Antony Sher and Kate O'Flynn Credit: Marc Brenner
Paapa Essiedu Credit: Marc Brenner
Jon Culshaw Credit: Marc Brenner

Jamie Lloyd does not do things by halves. He has bravely undertaken the full set of Harold Pinter's shorter plays across a whole season that will eventually fill the theatre named after the playwright for around the next six months, Starting with a wonderfully tempting double bill (see Pinter at the Pinter Two).

His opening sally features eight very short pieces, not only plays but also the occasional poem. Every one of these is chilling, looking into the heart of repressive regimes of the kind that perennially seem present somewhere in the world.

Worryingly, every single one of these could easily have been written today and each speaks volumes about the nature of our society.

Press Conference

He opens with Press Conference, a satire in which the British Minister for Culture played by Jonjo O'Neill cynically compares his current role with the job that he left to take it on as head of the security services. In his eyes, the differences between the two are minimal.

Precisely

This sliver of dialogue features two government ministers or possibly civil servants discussing a plan to save society. The 20 million expenditure that they are discussing may not be quite as innocent as it seems. In an extra twist, Lloyd casts the two female actors to take these quintessentially masculine roles.

The New World Order

Jonjo O'Neill and Paapa Essiedu portray a pair of gleeful torturers using mental disintegration techniques and have a great fun at the expense of a naked, blindfolded victim.

Mounting Language

The slightly longer work will still resonate deeply with audiences.

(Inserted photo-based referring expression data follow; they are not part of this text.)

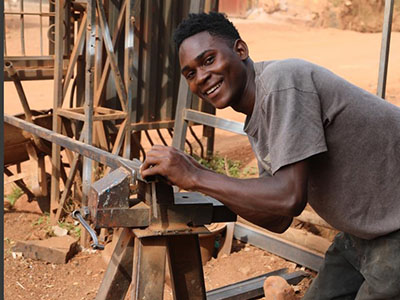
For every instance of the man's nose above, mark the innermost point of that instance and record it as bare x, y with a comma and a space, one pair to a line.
202, 76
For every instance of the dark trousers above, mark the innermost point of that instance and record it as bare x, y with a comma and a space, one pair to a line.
359, 269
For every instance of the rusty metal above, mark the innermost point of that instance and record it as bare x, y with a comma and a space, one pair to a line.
84, 149
186, 267
149, 268
118, 276
252, 288
78, 216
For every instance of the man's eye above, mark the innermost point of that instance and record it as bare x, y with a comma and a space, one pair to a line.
190, 75
209, 60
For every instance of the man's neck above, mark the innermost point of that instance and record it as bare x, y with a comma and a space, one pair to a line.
247, 101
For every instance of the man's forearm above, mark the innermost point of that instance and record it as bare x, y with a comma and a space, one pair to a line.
258, 200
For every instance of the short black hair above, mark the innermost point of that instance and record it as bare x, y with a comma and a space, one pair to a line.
216, 24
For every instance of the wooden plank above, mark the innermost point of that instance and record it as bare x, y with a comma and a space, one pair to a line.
385, 47
76, 51
113, 116
111, 55
152, 125
312, 218
16, 177
68, 113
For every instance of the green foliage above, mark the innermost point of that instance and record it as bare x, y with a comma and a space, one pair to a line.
222, 165
74, 230
14, 196
42, 220
44, 223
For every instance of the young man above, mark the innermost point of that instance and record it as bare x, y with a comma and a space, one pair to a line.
317, 139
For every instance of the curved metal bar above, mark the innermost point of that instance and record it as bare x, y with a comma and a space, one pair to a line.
198, 141
76, 214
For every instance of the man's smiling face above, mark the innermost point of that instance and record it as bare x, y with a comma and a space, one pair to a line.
214, 71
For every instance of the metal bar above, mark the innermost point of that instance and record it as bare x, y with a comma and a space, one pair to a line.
385, 47
253, 287
149, 137
161, 137
186, 267
118, 275
210, 120
45, 14
110, 53
41, 28
22, 27
278, 246
198, 141
106, 69
99, 155
57, 100
149, 268
68, 184
88, 105
76, 51
129, 76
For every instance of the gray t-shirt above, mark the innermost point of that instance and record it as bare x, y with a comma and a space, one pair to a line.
350, 136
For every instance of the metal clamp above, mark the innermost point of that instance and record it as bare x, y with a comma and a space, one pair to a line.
76, 214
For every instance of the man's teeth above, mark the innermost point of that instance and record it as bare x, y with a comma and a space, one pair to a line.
213, 88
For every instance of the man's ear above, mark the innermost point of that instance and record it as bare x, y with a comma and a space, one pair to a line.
240, 47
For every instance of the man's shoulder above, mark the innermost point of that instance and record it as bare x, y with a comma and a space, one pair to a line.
284, 74
284, 66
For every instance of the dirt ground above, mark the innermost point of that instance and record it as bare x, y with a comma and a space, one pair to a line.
352, 55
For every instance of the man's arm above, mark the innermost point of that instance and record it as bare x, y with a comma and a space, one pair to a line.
270, 202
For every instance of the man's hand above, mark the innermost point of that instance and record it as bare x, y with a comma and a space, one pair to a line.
174, 165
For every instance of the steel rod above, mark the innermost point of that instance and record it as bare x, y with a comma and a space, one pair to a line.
41, 28
57, 100
43, 14
385, 47
69, 183
99, 155
252, 288
128, 73
22, 28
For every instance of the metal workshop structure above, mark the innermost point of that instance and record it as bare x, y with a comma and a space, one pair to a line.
116, 75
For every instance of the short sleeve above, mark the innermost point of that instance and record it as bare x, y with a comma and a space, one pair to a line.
295, 126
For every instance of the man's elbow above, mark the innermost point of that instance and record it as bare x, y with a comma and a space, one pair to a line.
296, 204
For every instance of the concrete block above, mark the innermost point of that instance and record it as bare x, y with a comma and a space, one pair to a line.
57, 250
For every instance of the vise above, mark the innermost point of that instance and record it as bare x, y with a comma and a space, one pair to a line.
153, 210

It features harsh soldiers in confrontation with an old woman played by Maggie Steed and a younger version by Kate O'Flynn.

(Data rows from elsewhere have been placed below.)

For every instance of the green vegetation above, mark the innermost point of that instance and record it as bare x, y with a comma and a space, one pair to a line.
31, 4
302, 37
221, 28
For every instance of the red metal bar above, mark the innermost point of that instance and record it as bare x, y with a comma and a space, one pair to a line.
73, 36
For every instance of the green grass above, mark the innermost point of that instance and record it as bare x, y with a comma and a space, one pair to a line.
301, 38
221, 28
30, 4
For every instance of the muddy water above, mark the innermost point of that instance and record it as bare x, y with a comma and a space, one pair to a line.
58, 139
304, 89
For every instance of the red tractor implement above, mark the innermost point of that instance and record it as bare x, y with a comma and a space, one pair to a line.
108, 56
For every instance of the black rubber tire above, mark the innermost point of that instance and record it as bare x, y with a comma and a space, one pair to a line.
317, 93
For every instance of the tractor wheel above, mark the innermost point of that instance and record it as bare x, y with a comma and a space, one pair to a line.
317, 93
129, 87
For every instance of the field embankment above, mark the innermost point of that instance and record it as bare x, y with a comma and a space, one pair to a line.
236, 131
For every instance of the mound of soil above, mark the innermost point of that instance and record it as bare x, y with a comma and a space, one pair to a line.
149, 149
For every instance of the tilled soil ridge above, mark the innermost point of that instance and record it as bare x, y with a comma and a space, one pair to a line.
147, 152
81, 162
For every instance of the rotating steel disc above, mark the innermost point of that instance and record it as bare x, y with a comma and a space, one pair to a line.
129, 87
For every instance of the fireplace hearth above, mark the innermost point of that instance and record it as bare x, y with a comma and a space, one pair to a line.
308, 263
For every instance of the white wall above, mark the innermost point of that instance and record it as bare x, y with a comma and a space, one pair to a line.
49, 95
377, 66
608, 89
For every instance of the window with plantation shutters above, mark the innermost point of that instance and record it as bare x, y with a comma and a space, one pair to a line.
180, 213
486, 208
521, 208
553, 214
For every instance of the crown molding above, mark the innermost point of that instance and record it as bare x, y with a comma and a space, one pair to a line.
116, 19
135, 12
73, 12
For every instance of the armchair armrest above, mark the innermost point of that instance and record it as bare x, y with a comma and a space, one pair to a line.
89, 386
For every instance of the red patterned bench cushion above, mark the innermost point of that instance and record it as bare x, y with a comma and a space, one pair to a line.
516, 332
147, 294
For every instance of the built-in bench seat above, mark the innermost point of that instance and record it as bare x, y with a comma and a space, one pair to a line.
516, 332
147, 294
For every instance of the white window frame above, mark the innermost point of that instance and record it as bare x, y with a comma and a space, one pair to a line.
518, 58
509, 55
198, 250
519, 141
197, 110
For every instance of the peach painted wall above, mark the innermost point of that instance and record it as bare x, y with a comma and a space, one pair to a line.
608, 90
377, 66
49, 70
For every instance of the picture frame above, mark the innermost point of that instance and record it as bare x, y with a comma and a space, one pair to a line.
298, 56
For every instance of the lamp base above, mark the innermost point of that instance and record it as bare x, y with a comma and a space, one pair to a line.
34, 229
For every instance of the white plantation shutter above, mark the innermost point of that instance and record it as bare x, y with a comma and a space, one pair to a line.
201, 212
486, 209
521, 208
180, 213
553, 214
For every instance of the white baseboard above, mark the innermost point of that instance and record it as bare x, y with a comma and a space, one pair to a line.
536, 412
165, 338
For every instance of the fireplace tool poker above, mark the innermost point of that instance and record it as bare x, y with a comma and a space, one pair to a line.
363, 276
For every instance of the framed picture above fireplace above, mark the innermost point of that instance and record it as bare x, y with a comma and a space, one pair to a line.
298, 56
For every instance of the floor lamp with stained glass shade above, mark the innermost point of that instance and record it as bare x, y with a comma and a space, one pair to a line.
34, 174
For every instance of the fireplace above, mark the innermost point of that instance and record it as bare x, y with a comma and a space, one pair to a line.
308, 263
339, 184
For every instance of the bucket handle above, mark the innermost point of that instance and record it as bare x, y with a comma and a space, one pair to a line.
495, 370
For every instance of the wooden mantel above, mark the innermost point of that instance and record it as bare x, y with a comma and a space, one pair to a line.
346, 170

The former tries to speak in the only language that she knows, which is now outlawed, while her new friend is on a mission to discover the fate of her husband, which becomes all too apparent before the end of the play.

An added bonus is that Sir Michael Gambon, who was in the audience at the press day production, provides the voice of the Guard.

American Football

This is a short, rabble-rousing rant in which a US serviceman uses triumphalism to demonstrate the power that her country holds.

The Pres and an Officer

What might otherwise have seemed a quaint, historical piece of writing takes on new meaning in this interpretation by Lloyd.

It features Jon Culshaw as the President of the United States calmly demanding that London be nuked, much to the very predictable shock and distress of his senior army colleague.

The twist here is that the president wears that farcical golden wig with which we have all become familiar over the last couple of years. The problem—it seems totally convincing.

Death

This might be a short poem meditating on the end-of-life, but it has immense power and fully justifies a place in this programme.

One for the Road

The longest piece in the lead up to the interval features Sir Antony Sher as a blasé torturer from the kind of state where these were de rigueur who first meets and interrogates a man, then subsequently his wife and child.

The most alarming part of a frighteningly convincing performance in what can in the early stages seem like a monologue is that it feels written from real life.

Ashes to Ashes

After the interval, Lloyd hands over the directorial reins to Lia Williams, who works with Kate O'Flynn and Paapa Essiedu on a deeply unsettling play set in a comfortable living room.

The pair play a husband and wife discussing experiences from the lady's past.

Amid some very deliberate confusion, she relates a story that could be based on dreams or memories. Either way, in a bravura performance from Kate O'Flynn, who shows far more emotion than Lindsay Duncan who created the role in the original production over two decades ago, we hear of atrocities that recall the Nazis.

However, what makes this work special is Harold Pinter's knack of making the universal very, very personal.

Ashes to Ashes is the perfect finale to a wonderful opener to what promises to be a worthy and fascinating Pinter retrospective that should be compulsory viewing for fans of the playwright but also of serious theatre.